The latest study – GLIMPSE – forms part of the trial.
For the first phase of GLIMPSE, researchers analysed 355 MRI scans from 41 medical centres across 18 countries.
Some 32% had achieved the highest PI-QUAL score of five.
The team contacted each centre and when 36 from 17 countries resubmitted MRIs, the score rose to 97%.
Dr Ng added: “The beauty of our study is that we have provided a glimpse into the international quality of MRI scanners, and found that only a third of scanners were of optimal diagnostic quality.”
The long-term goal of our work on prostate cancer screening is to see whether we can effectively diagnose or rule out cancer using a shorter, cheaper MRI scan— Veeru Kasivisvanathan
The findings from GLIMPSE, published in the journal Radiology, will feed directly into the PRIME trial.
If successful, researchers said it could “change clinical practice”, cutting MRI scan times from 30 minutes to 20 minutes on average.
The scans would also require fewer staff and would be less invasive as they would not require intravenous contrast injections.
Veeru Kasivisvanathan, associate professor in the UCL Division of Surgery and Interventional Science, and a senior author of the study, added: “The long-term goal of our work on prostate cancer screening is to see whether we can effectively diagnose or rule out cancer using a shorter, cheaper MRI scan.
“There is growing awareness amongst cancer specialists that variable quality of MRI scans poses a challenge to this approach, hence the results of the GLIMPSE study are an important step towards making MRI imaging as quick, cheap and effective as possible.”
Not only will this help the researchers, but it means huge numbers of men worldwide will be getting a better and more accurate diagnosis— Dr Hayley Luxton
The PRIME and GLIMPSE studies are funded by Prostate Cancer UK and The John Black Charitable Foundation through a Travelling Prize Fellowship Award, the European Association of Urology Research Foundation and the Dieckmann Prostate Cancer Research Foundation.

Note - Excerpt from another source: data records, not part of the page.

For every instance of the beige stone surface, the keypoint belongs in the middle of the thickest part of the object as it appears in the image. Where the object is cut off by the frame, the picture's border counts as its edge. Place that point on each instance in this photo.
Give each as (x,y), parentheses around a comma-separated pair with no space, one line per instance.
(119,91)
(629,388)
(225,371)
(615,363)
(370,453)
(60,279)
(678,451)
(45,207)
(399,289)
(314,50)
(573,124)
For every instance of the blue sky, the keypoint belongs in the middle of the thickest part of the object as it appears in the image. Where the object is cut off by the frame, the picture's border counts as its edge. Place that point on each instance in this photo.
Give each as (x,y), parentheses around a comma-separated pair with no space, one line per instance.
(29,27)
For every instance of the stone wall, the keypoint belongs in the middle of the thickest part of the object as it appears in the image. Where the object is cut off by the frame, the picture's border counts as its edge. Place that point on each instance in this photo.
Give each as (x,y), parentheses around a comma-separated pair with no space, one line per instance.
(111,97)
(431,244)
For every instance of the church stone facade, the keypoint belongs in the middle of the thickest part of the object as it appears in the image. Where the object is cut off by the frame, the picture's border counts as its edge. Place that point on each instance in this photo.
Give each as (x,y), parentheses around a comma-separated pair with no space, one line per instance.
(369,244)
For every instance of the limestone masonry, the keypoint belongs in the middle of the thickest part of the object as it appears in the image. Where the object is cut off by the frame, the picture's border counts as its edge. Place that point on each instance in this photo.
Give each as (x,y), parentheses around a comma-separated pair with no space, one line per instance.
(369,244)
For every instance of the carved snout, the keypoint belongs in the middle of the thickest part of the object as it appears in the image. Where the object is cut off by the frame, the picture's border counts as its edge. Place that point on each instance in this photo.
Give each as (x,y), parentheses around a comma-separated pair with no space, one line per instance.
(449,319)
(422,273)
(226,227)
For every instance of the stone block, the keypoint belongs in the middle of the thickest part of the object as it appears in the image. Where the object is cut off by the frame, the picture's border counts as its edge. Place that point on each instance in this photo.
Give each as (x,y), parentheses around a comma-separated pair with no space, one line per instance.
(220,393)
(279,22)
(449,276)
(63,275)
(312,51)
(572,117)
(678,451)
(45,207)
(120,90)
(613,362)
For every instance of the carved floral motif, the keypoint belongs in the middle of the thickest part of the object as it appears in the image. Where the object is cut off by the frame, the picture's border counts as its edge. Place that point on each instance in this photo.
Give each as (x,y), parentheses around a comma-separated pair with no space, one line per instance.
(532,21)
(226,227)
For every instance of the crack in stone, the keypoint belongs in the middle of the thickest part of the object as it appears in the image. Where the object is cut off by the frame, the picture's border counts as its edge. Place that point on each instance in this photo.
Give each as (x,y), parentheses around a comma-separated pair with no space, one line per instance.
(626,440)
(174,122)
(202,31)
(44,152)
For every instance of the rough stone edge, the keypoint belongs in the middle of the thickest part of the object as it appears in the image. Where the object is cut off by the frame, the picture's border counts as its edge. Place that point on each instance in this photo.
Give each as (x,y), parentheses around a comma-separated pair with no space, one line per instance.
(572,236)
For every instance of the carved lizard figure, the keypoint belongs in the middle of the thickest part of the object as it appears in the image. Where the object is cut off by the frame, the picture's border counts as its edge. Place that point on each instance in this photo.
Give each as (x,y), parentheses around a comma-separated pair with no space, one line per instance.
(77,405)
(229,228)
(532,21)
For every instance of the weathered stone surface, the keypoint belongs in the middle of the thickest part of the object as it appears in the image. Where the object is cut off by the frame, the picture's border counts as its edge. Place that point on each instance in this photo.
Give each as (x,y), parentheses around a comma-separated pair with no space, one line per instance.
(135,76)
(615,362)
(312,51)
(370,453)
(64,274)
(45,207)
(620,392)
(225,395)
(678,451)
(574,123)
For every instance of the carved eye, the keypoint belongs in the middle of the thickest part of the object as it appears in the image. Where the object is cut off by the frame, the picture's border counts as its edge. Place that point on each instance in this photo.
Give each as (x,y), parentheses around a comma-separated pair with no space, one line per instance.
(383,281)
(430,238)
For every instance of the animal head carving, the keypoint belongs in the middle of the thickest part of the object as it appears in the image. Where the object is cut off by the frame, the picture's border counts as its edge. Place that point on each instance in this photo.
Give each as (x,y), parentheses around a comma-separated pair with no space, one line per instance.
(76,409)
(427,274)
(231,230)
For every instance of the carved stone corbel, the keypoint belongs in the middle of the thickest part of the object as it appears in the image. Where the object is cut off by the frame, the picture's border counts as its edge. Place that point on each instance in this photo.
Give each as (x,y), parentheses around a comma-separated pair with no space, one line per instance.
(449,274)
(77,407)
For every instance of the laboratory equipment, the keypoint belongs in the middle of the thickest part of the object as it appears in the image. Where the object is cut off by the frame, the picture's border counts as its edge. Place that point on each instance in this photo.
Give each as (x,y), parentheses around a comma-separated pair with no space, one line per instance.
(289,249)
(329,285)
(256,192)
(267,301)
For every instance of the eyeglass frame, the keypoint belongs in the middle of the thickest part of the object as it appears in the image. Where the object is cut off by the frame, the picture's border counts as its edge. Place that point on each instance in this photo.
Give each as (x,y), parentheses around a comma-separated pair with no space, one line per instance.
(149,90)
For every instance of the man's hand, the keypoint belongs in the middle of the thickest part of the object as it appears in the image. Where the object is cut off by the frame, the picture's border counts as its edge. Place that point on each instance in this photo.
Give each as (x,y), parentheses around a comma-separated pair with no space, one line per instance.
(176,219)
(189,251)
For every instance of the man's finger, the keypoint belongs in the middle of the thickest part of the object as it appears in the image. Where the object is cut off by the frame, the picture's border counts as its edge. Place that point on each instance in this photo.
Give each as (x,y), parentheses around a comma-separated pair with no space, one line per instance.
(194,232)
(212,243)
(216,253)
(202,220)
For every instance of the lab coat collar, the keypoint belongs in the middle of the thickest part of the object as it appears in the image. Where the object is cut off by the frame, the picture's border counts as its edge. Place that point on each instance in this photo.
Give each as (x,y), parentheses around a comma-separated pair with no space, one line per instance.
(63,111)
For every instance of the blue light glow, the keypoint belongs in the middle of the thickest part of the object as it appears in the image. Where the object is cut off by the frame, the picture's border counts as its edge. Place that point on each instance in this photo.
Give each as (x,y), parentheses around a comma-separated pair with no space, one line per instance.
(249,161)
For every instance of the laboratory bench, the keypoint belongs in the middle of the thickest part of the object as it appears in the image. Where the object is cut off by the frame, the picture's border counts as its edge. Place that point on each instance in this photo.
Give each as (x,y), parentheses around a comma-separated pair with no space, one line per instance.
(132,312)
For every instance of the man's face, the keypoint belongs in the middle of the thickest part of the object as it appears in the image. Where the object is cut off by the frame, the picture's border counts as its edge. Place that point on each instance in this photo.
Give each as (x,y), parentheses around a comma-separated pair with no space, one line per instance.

Dr Hayley Luxton, senior research impact manager at Prostate Cancer UK, said: “Multiparametric MRI (mpMRI) scans have transformed how we diagnose prostate cancer, giving men a more accurate diagnosis and helping avoid unnecessary biopsies.
“But it can also be time consuming and sometimes uncomfortable, as it involves multiple images and requires men to have an injection. That’s why, with The John Black Charitable Foundation, we co-funded the PRIME trial to see if it could be just as effective with fewer images and without the jab.
“What we didn’t anticipate was that it would have such a massive impact on how hospitals around the globe take mpMRI images.
“This incredible boost in how many are generating the best-quality images is all thanks to the knowledge and support shared by the world-leading team at UCL and we’re proud that our funding has helped bring this about.
“Not only will this help the researchers, but it means huge numbers of men worldwide will be getting a better and more accurate diagnosis.”